In order to understand what the purpose of portfolio optimization is, let’s take a brief glimpse as to what is portfolio? In the financial world, it is common for an individual, hedge fund, an investment company or any financial institution to hold the investments, the collection of investment held by them is known as portfolio. Portfolio optimization is the process of selecting the precise extent of several assets to be held in a portfolio to enhance its worth. The process is in accordance to some criterion which further coalesces either directly or indirectly with respect to the expected value of the portfolio’s rate of return as well as of the return’s dispersion and possibly other measures of financial risk.
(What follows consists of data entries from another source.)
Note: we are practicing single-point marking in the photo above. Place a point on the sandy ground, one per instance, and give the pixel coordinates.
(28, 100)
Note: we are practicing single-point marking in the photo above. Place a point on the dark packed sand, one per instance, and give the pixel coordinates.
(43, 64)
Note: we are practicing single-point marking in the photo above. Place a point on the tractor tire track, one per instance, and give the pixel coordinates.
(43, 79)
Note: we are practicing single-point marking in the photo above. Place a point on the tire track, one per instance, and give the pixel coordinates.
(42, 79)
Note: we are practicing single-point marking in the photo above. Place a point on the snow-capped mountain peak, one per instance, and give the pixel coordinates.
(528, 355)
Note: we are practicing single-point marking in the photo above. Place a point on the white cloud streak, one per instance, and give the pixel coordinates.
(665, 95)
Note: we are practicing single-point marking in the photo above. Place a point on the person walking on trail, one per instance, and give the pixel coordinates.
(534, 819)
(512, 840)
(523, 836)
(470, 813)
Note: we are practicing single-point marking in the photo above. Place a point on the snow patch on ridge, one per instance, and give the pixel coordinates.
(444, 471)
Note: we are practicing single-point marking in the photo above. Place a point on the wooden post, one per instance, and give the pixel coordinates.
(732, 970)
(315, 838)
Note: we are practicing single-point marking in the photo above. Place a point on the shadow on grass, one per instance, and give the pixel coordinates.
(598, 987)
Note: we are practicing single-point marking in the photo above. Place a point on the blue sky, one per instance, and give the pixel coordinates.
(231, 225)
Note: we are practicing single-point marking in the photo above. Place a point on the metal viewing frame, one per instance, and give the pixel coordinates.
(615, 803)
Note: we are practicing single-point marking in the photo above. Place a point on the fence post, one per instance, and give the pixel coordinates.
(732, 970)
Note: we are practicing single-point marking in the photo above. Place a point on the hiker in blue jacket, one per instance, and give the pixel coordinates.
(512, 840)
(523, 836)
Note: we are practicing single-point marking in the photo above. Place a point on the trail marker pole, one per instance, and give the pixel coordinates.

Portfolio Optimization Theory:

In 1950, Harry Markowitz fathered the famous Modern Portfolio Optimization Theory. The theory is based on the assumption that an investor at any given time will be willing to maximize a portfolio’s expected return reliant on any a particular amount of risk which is measured by the standard deviation of the portfolio’s rate of return. All the portfolios those fit this criterion are termed as efficient portfolios, often investors are faced with a trade-off between excepted return and risk involved for they want expect higher returns on investment and in order to achieve a higher expected return, they’ll have to take more risks.

Efficient Frontier: Efficient frontier is a curve on the graph that represents the risk-expected return relationship of efficient portfolios. Each point on the efficient frontier represents efficient portfolios, and they are well-diversified.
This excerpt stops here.